On Jul 1, 2011, at 2:55 PM, Scott Brim wrote:
The IETF has several times veered away from the deep water where internet
standards cross paths with regulatory requirements.
http://tools.ietf.org/html/rfc2804
We are not legal experts we are not qualified to interpret the statutory
requirements of various nation states, our own or others. We need to be
clear on what is in vs out of scope for IETF work. Focus on what would be
percieved to be in the best interests the users and the network. Nation
states will do whatever they do and sovereign by definition can impose
whatever mandate they find necessary on their network operations and
citizens.
Joel, the issue is very clear: what the IETF does must not make
privacy and confidentiality impossible. It's not just some arbitrary
regulation from a committee, there are whole cultures who take this
very seriously. You cite the wiretapping decision -- note we didn't
make wiretapping impossible, we just didn't support it. In this case
it is very easy to make privacy (the right to control personal
information) and confidentiality (the right to know that private
information you share with one party will be kept within that scope)

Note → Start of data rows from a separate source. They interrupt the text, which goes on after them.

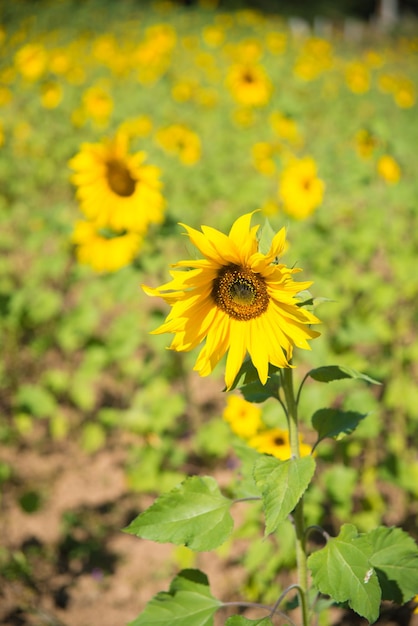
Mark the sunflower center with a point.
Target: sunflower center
(119, 178)
(279, 441)
(240, 293)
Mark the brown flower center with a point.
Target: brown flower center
(240, 293)
(119, 178)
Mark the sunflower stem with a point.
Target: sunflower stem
(298, 517)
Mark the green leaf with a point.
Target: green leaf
(343, 571)
(239, 620)
(265, 237)
(282, 484)
(335, 423)
(395, 558)
(187, 603)
(328, 373)
(248, 382)
(194, 514)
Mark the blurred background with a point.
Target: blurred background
(304, 111)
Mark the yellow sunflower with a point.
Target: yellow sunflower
(275, 441)
(238, 299)
(249, 84)
(104, 251)
(300, 190)
(116, 189)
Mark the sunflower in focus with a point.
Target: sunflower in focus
(300, 189)
(102, 249)
(249, 84)
(238, 300)
(275, 441)
(116, 189)
(388, 169)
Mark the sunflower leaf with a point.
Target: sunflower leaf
(334, 423)
(193, 514)
(343, 570)
(328, 373)
(189, 602)
(395, 559)
(282, 484)
(248, 382)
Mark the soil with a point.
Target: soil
(71, 563)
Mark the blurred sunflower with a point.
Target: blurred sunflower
(116, 189)
(275, 441)
(244, 418)
(31, 60)
(249, 84)
(102, 249)
(238, 299)
(300, 189)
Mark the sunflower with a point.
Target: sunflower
(238, 299)
(115, 188)
(249, 84)
(300, 190)
(275, 441)
(104, 251)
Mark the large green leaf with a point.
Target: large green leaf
(395, 558)
(328, 373)
(342, 570)
(248, 382)
(194, 514)
(335, 422)
(187, 603)
(282, 484)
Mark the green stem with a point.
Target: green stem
(298, 517)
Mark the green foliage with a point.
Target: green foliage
(194, 514)
(342, 570)
(328, 373)
(248, 382)
(361, 569)
(335, 423)
(282, 484)
(239, 620)
(187, 603)
(77, 362)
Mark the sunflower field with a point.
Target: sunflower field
(134, 136)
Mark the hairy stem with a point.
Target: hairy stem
(298, 517)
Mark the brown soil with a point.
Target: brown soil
(81, 569)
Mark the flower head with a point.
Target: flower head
(275, 441)
(116, 189)
(249, 84)
(238, 299)
(300, 189)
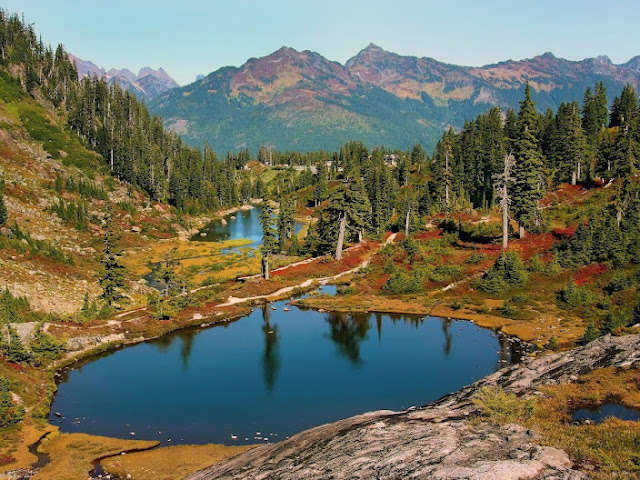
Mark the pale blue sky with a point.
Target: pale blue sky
(187, 37)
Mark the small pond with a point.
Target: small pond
(240, 224)
(272, 374)
(598, 414)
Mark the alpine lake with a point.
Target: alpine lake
(274, 372)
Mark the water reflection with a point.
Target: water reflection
(241, 224)
(271, 355)
(274, 371)
(347, 331)
(186, 337)
(446, 329)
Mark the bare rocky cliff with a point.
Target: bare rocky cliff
(436, 441)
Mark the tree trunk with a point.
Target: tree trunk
(406, 222)
(579, 171)
(343, 227)
(265, 267)
(505, 222)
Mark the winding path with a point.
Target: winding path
(321, 281)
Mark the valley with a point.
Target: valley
(170, 313)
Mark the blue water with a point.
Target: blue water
(273, 372)
(605, 410)
(246, 224)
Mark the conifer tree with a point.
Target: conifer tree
(321, 185)
(285, 221)
(112, 271)
(527, 188)
(269, 239)
(349, 207)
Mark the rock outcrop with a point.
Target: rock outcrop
(436, 441)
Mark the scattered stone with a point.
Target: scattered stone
(434, 441)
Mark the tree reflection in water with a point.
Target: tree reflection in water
(347, 331)
(186, 337)
(270, 357)
(446, 329)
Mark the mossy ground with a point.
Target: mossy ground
(531, 312)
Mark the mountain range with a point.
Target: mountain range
(146, 84)
(295, 100)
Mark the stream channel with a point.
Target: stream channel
(273, 373)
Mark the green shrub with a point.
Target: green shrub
(552, 344)
(590, 334)
(520, 298)
(10, 413)
(44, 347)
(574, 296)
(476, 258)
(507, 272)
(501, 407)
(402, 282)
(536, 264)
(615, 319)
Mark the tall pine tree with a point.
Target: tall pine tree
(528, 174)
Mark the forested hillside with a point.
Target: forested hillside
(292, 100)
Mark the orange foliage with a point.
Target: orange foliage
(587, 274)
(533, 244)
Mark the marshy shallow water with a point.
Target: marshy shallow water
(272, 374)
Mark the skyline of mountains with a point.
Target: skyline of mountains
(146, 84)
(295, 100)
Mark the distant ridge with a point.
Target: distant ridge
(146, 84)
(302, 101)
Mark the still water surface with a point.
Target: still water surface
(274, 372)
(241, 224)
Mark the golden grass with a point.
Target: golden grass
(169, 463)
(188, 254)
(19, 441)
(72, 454)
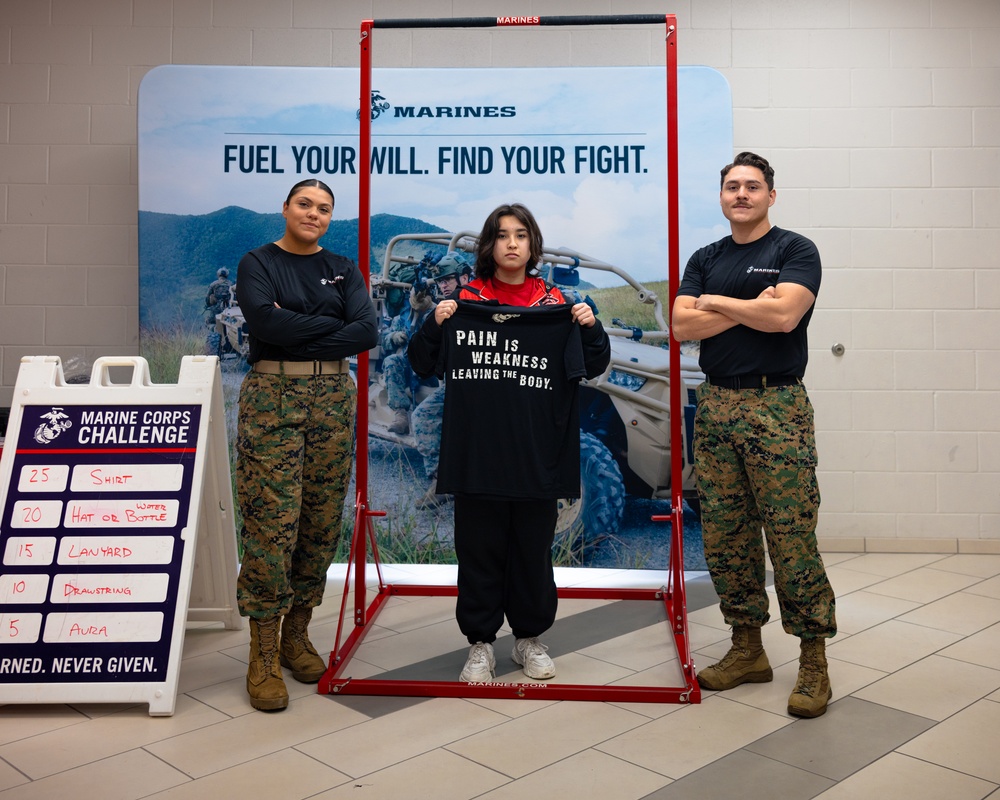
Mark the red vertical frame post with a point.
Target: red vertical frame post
(362, 522)
(678, 609)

impossible -- that's a position you may not take as someone making the
Internet work, since the ultimate stakeholders are those humans out at
the edges. See also "Changes to Internet Architecture Can Collide
With Privacy" <http://www.ietf.org/proceedings/79/slides/intarea-3.pdf>
for a discussion of mobility.
When you think "oh right, I have to come up with a security
considerations section", include privacy and confidentiality
implications in your checklist of things to think about.
Very much agree.
I strongly disagree with the statement that every home network should have only
ephemeral external addresses and that it should NAT to stable internal
addresses. I also strongly disagree with the assertion that EU law requires
IETF to make it so. But the underlying concerns are quite valid and important.

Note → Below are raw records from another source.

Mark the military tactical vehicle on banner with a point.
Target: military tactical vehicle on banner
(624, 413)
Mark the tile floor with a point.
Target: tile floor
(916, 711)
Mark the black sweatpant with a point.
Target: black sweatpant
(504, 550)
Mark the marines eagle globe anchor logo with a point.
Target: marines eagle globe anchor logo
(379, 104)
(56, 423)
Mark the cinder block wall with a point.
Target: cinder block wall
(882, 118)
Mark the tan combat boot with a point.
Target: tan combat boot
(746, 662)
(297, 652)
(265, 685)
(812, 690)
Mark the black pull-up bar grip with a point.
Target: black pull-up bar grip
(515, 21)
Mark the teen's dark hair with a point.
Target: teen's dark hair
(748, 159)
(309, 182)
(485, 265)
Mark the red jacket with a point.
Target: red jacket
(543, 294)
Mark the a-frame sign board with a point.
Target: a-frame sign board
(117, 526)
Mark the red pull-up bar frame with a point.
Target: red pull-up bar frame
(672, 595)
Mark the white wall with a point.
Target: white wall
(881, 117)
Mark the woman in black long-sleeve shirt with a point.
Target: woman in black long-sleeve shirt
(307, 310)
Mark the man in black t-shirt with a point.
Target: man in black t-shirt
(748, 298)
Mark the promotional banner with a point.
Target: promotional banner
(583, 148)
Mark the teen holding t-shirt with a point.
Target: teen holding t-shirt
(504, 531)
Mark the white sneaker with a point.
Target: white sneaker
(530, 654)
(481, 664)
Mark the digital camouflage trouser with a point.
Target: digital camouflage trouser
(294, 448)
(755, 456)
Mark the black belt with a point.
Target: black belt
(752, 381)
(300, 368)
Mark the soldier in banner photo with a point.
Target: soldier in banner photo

I don't want to cripple all home networks and applications by imposing
ephemeral addresses and/or NATs on them. But having a stable address prefix
associated with every device in one's home network that communicates with the
public Internet can indeed threaten the user's privacy. (Note that privacy
addresses don't really solve the problem as they still all have the same
prefix.) Some applications and hosts require stable addresses; others do not.
So it might be that a home network needs to be able to support two prefixes -
a stable one that can be used by those applications that need it, and an
ephemeral one that can be used by everything else. That's not difficult to do
by itself, but my next question is how to arrange these things such that
ordinary consumers can understand such details and manage them?
Anyway, to me it seems reasonable for the HOMENET group to consider privacy
issues associated with address assignment.
As to the technical issues here, higher layers don't need to use IP
addresses as identifiers, they have their own. The only layer that
needs to care about IP addresses is the IP layer itself.
This has been demonstrated many times to be false.